Here's another sample gel. This time, individuals are listed vertically, and each column is that fish's genotype at each of 5 different markers.
mutant A - - - = =
mutant B = - - - -
mutant C = = - - -
mutant D - - - - =
mutant E = = - - -
wt sib A = = = = =
wt sib B - = = = =
wt sib C - - = = =
wt sib D = = = - -
wt sib E = = = = -
Based on these results, we can conclude that the mutation is closest to the third marker - since all the mutants are homozygous and all the sibs are heterozygous here. (In reality, some siblings would also have just one line corresponding to the upper band, but I can't really do that with the ASCII at my disposal.) By testing hundreds, if not a thousand, mutant and wild-type fish, you can find a pair of markers between which the mutation must lie. By testing markers that are closer and closer together, you can narrow down the region to a few hundred thousand base-pairs, after which the mutation is mapped, and now needs to be cloned. But that's another post for another day.
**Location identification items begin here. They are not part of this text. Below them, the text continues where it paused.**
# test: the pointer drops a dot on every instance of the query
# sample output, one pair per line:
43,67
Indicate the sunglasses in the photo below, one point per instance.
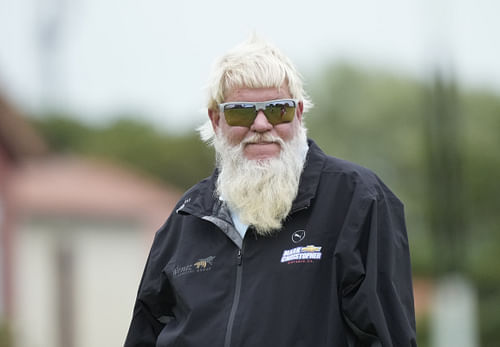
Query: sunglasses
243,113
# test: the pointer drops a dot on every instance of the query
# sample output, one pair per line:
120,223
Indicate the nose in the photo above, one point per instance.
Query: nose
261,124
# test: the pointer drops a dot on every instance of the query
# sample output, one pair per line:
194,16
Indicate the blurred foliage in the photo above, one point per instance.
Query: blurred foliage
5,335
179,160
376,119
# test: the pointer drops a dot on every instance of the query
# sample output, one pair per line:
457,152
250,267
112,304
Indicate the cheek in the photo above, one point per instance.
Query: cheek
287,130
235,134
This all sounds pretty easy and straightforward, and while it's conceptually simple, it's a lot harder in practice. One challenge that has hampered my progress is finding polymorphic markers - markers with different lengths between AB and WIK fish. There are also challenges with breeding and identifying mutant fish - sometimes the fish don't "give" (spawn) well, and after about a year an old pair will just stop giving. It can take a long time to map and clone a gene, as I've proven by taking more than a year and a half to find this one... or you can also get lucky and find it relatively quickly. Like anything in science, it's probably 50% luck, 50% hard work.
So that's my post on how to map a gene. The details vary by organism, but it's pretty much the same in principle - whether you're mapping the cystic fibrosis gene in humans or a novel mutation in zebrafish, fruit flies, or yeast. This whole process is known as "positional cloning" - finding the gene by its position in the genome. It's labor-intensive and slow at times, but it's a powerful method for finding a mutation that could be anywhere.
(* I have my own theories as to why this line is so polymorphic, but they're all unfounded at this point, just based on observation and hearsay. There's a chance that I'll end up exploring this as a part of my Ph.D. work... but until then, I'm going to leave those theories out.)